Scaling biological systems remains one of the hardest problems in protein production, and a new generation of AI-driven optimization tools is emerging to navigate complexity that traditional methods can no longer handle

Biomanufacturing has opened an extraordinary new frontier in protein production. From cultivated meat and precision fermentation to advanced cell therapies, researchers are increasingly able to program living systems to produce materials that were once unimaginable. Laboratories around the world continue to demonstrate that biology can be engineered to manufacture everything from food proteins to pharmaceuticals.

Yet one stubborn reality continues to slow the transition from discovery to industry. The scientific breakthrough is rarely the hardest part. Scaling it is. A process that performs well in a small laboratory experiment often behaves very differently when translated into large bioreactors and industrial production environments. Finding the precise combination of conditions that allow a biological system to grow, produce, and remain stable at scale can require hundreds of experimental runs.

Joel Kosmin, CEO & Co-founder of Verixus Labs, believes the difficulty is not simply biological complexity. It is the way researchers search through that complexity. “After my PhD, I set out to identify the next major unsolved problem in biotechnology,” he begins. “I kept encountering the same bottleneck: cellular agriculture companies were achieving remarkable breakthroughs at bench scale but struggling to scale economically.

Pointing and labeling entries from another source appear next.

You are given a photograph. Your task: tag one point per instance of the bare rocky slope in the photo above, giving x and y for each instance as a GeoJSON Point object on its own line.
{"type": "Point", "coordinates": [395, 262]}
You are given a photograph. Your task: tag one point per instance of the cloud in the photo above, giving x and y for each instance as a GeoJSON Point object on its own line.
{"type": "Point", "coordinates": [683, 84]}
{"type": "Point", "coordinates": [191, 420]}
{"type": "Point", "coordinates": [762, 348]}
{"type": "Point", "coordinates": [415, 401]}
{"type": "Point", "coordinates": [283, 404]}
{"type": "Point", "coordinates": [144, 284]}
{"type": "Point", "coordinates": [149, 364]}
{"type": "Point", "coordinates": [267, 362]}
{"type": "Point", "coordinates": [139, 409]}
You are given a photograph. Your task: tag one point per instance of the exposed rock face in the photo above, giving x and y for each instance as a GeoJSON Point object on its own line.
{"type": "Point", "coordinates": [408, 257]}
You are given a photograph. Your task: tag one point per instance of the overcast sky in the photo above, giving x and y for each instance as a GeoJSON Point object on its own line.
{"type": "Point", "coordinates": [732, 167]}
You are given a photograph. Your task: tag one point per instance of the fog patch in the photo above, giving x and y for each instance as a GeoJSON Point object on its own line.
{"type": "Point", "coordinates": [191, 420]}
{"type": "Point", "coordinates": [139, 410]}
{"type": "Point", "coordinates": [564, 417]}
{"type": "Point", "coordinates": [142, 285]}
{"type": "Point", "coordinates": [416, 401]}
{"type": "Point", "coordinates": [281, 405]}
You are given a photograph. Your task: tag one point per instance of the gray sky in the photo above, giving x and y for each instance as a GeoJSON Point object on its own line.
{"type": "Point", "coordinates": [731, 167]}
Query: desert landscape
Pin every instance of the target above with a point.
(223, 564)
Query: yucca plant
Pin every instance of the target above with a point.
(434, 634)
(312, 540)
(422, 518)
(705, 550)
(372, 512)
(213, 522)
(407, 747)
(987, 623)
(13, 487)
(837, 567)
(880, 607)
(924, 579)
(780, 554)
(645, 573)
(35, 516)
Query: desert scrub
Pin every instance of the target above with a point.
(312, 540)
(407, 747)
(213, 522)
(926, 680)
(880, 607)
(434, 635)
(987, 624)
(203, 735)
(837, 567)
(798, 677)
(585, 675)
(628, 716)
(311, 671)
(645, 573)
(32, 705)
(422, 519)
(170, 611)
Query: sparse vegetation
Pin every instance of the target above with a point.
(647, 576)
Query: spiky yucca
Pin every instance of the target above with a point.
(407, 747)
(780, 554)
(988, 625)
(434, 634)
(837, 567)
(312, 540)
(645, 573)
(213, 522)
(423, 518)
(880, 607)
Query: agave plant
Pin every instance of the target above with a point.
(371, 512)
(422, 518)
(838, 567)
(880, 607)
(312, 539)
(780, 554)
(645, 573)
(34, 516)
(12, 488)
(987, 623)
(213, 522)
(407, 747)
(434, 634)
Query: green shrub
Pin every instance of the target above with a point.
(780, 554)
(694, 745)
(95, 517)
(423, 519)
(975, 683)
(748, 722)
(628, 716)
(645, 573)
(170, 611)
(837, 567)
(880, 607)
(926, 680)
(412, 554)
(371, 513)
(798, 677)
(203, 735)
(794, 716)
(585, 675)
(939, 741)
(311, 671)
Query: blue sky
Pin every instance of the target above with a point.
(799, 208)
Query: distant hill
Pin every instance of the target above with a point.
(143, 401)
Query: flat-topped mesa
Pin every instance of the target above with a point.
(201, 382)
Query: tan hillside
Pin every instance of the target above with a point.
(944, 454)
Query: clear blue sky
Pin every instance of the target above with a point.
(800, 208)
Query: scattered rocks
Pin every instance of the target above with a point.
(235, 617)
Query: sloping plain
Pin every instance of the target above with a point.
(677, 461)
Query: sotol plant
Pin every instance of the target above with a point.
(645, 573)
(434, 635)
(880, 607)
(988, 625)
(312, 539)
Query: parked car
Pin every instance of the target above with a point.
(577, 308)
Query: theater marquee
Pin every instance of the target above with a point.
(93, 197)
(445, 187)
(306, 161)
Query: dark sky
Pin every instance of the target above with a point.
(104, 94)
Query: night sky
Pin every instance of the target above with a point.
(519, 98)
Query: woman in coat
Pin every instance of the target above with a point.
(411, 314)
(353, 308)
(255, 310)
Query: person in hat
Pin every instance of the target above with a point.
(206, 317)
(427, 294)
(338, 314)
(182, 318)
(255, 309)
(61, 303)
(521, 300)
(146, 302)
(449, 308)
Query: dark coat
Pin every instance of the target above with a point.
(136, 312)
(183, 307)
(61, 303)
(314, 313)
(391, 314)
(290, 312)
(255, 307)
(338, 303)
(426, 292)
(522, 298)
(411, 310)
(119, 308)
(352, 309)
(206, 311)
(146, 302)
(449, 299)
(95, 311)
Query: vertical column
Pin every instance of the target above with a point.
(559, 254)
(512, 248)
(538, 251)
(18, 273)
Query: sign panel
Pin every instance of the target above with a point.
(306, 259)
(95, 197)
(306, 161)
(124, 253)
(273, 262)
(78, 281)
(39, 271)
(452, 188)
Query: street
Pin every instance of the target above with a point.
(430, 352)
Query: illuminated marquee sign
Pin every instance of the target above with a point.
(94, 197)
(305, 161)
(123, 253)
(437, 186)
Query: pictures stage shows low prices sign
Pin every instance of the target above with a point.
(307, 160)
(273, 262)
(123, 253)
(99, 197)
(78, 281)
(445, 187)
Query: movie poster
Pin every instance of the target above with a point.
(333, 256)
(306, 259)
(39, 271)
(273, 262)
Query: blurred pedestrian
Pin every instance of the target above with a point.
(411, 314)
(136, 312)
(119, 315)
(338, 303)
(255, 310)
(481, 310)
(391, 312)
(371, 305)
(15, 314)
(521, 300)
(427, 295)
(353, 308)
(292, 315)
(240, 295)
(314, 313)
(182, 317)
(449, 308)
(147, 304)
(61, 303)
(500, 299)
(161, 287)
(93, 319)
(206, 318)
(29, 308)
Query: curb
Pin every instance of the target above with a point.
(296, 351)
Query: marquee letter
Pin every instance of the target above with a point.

“Upon further research, it appeared that a significant portion of the bottleneck was due to inefficient bioprocess optimization. Biomanufacturing systems had become too complex for traditional methods to navigate efficiently. That realization was the seed for Verixus Labs – an AI-powered optimization platform designed to make scaling systematic rather than trial-and-error.”

Kosmin, an Oxford-trained molecular geneticist, founded Verixus Labs with Robin Bernon (CTO & Co-founder), an engineer with nearly a decade of experience building machine learning systems in industries such as logistics and fintech. Together they set out to build a platform capable of guiding experimental optimization in a fundamentally different way.

Instead of treating experiments as isolated events, their system treats optimization as an ongoing learning process.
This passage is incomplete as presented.